At the time, Saoirse had been curled miserably into a worn wingback chair, hands wrapped around a mug of tea long-cold, and Diane’s description of the nineteenth-century graveyard had done little more than unnerve her. But standing in the rose garden behind the house, peering down at elaborate stone arches and hydrangeas—melancholy blue in the haze of the streetlights—the marble crosses covering the expanse of grass like forgotten pendants at the bottom of a jewelry box, Saoirse can’t help but admit that the view is thrilling, like the unexpected chords of a violin slicing up from an orchestra pit where before there’d been only silence. She shivers, adjusts her grip on an armload of sheets and blankets, and returns to the house.

She hadn’t taken enough with her from Cedar Grove to warrant a moving truck—and 88 Benefit Street was fully furnished—but Saoirse’s car is full of her most important possessions. Yellowed photo albums. Treasured novels. A tea set inherited from her grandmother. Piles of clothes, including a sweatshirt of her mother’s that smells perpetually of jasmine and cardamom, and a Brown University T-shirt so soft, it could double as a baby’s blanket. A framed copy of her and Jonathan’s wedding invitation. A conch shell from their honeymoon. A photo, refrigerator-worn, of the two of them hiking Rocky Mountain National Park. Everything one might expect a grieving widow to have.

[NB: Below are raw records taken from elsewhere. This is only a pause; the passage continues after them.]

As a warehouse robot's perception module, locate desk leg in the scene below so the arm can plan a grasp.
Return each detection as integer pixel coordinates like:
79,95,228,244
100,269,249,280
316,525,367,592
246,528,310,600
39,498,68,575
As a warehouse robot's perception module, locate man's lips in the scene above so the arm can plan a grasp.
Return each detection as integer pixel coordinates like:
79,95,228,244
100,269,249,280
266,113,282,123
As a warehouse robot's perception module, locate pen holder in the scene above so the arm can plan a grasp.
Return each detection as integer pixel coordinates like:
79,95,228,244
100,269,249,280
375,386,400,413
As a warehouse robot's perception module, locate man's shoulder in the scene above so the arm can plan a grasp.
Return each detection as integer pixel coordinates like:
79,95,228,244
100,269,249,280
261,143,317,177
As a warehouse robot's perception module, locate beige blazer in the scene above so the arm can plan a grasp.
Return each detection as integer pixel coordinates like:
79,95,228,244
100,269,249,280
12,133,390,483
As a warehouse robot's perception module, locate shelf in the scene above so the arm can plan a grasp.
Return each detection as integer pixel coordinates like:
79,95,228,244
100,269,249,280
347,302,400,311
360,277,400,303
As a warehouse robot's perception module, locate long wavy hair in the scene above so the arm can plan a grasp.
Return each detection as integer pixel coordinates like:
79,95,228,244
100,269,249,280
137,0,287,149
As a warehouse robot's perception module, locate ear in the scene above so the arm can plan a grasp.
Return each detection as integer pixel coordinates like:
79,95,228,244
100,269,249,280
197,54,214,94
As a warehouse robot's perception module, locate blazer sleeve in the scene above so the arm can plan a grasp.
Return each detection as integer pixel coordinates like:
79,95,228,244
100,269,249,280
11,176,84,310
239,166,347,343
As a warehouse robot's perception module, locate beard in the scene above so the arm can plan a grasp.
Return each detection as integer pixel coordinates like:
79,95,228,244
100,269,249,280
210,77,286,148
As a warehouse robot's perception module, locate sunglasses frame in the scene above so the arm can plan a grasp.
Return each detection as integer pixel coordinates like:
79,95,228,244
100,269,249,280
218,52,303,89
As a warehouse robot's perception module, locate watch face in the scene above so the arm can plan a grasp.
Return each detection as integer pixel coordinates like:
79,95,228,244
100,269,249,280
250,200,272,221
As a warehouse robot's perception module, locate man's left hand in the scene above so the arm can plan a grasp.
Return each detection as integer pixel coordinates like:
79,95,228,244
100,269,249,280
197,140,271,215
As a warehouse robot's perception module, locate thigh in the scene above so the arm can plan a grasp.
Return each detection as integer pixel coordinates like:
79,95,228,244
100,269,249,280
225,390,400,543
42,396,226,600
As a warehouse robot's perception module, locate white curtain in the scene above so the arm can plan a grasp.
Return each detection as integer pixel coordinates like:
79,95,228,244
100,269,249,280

Entering the house with the load of bedding, Saoirse surveys the narrow foyer, clogged with piles from previous trips. Her heart thuds in her chest from the constant lifting, and a voice in her head sounds the alarm: Be careful. Don’t overdo it. When she’s caught her breath, she ventures farther inside to find a place in which to lay her haul.

Beyond the foyer is a living room enlarged by several Zuber panels depicting lush, jungly landscapes. Heavy hunter-green velvet drapes hang from black metal rods, the fabric an exact match to the green velvet settee along the left-hand wall. A candle chandelier casts a shadow over an ornately carved wooden table. The pink roses in the vase at the table’s center are silk but look freshly picked. There are candelabras on the mantel above a tiger bust–adorned marble fireplace. The Zuber panel over the hearth shows a distant mountainscape, the glow of a sunset over an inviting, frothy-green sea.

Saoirse sets everything down on a chair by the fireplace, oscillating between exploring the rest of the house and embarking upon the last trip to the Mazda, when the sound of voices comes again. Muffled but layered, as if several people are speaking in unison. Rising in volume. A little frenzied. This time, it’s unmistakable that they’re coming from inside the house.

Aidan, she thinks, and freezes. But it can’t be. Only her mother knows she’s moved here. It must be the landlord. Though, Diane hadn’t said anything about meeting her here in person. Saoirse received the keys two weeks ago by mail and had texted Diane to confirm receipt. It’s someone else who’s inside the house.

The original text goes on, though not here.